## WICCI Downscaled Data: Tmax and Tmin - 20 year - seasonal - Modeled (CMIP6 Source)

Objectives
* aggregate data for temperature (max and min), e.g. mean, standard deviation, for WICCI's modeled climate data
* run for 20 year model window
* calculate averages by seasons (Winter: DJF, Spring: MAM, Summer: JJA, Fall: SON)
* create new netcdf file(s) for aggregate data for 20-year timeframe
* calculate intermodel standard deviation differently -- find average of each model within the current time window and
  then calculate standard deviation across models

Eric Compas, compase@uww.edu 11/17/2021, 1/19/2022, 1/25/2022, 2/28/2022, 12/4/2024, 1/31/2025, 2/6/2025, 2/13/2025

In [1]:
import netCDF4
import numpy as np
import os
import datetime
import gc
from netCDF4 import Dataset,num2date,date2num
import warnings
warnings.filterwarnings("ignore", category=DeprecationWarning)
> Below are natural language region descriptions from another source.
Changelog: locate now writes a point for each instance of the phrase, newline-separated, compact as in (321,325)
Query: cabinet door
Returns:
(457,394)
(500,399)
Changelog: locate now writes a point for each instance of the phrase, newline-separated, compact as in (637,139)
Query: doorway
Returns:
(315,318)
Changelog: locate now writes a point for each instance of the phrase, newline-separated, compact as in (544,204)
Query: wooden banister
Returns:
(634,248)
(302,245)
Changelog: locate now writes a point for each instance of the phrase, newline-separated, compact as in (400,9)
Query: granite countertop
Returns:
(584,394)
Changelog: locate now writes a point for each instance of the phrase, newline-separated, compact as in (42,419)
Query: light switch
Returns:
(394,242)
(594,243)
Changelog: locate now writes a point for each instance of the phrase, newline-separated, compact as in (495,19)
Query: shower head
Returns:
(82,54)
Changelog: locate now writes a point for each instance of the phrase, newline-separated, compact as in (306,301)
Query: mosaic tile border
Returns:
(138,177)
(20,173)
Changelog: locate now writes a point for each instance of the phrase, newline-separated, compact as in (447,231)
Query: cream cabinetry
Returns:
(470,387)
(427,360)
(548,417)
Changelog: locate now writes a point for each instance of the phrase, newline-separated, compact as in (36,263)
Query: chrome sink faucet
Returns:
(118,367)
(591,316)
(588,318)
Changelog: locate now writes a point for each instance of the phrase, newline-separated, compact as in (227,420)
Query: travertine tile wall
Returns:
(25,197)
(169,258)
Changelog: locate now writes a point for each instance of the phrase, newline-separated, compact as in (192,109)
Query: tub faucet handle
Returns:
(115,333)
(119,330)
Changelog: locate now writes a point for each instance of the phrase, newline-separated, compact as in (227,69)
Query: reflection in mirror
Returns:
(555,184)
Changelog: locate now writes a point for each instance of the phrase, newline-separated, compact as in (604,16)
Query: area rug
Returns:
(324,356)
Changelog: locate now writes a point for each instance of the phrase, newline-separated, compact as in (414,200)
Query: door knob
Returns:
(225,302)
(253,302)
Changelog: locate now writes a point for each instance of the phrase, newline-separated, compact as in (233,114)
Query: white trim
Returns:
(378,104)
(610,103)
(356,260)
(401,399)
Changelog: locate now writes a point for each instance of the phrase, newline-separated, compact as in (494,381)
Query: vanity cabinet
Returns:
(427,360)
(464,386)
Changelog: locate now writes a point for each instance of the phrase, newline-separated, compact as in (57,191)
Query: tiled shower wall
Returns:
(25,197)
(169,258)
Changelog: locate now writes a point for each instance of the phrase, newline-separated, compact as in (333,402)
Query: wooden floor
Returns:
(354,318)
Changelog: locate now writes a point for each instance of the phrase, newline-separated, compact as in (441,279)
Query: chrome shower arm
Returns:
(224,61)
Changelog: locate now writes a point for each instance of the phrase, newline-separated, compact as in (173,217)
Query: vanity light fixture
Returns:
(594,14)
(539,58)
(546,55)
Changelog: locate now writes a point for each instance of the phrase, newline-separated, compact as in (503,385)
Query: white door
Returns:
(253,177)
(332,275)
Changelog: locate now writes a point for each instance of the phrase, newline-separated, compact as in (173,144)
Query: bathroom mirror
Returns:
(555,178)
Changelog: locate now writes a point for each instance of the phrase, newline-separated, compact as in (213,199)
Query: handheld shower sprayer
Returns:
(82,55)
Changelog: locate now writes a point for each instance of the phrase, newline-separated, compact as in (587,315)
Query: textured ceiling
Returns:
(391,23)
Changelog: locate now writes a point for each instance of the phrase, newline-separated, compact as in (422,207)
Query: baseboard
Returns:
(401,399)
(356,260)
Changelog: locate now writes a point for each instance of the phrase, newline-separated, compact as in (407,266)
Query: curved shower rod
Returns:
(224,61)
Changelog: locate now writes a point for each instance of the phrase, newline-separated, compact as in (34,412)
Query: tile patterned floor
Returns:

Model run settings. Change these settings to change source and output folders, models used, years run, etc.

In [2]:
# Which folder are we getting the downscaled climate data from? Needs to be the data from WICCI Climate Working Group with folder structure as provided. This level should contain the 'rcp45' and 'rcp85' folders to work correctly.
base_folder = r"X:\CMIP6_Data"


# Folder to store the resulting netCDF files in. Can be anywhere on your file system. Note that this script will not overwrite existing files.
out_folder = r"C:\Users\compase\Dropbox\Spring_2025\WICCI\CMIP6_WICCI_Output"


# models to calculate summaries for (new file created for each)
models = ["ssp126","ssp245","ssp370","ssp585"]

In [3]:
# Check inputs
if not os.path.isdir(base_folder):
    print("Base folder not valid")
    quit()
if not os.path.isdir(out_folder):
    print("Out folder not valid")
    quit()

# Define seasons and their date ranges
seasons = [
    ('Winter', ([335,366], [0,59])),    # Dec-Feb
    ('Spring', ([60,151], None)),       # Mar-May
    ('Summer', ([152,243], None)),      # Jun-Aug
    ('Fall', ([244,334], None))         # Sep-Nov
]

def process_season_chunk(data_array, season_range1, season_range2=None):
    """Process a chunk of data for a given season"""
    if season_range2 is None:
        # Regular season
        season_data = data_array[season_range1[0]:season_range1[1]+1, :, :]
    else:
        # Winter season (spans year boundary)
        part1 = data_array[season_range1[0]:season_range1[1], :, :]
        part2 = data_array[season_range2[0]:season_range2[1]+1, :, :]
        season_data = np.ma.concatenate([part1, part2], axis=0)
    return season_data

def calculate_seasonal_stats(data_array, mask):
    """Calculate seasonal statistics for a data array"""
    return np.ma.masked_array(np.ma.mean(data_array, axis=0), mask)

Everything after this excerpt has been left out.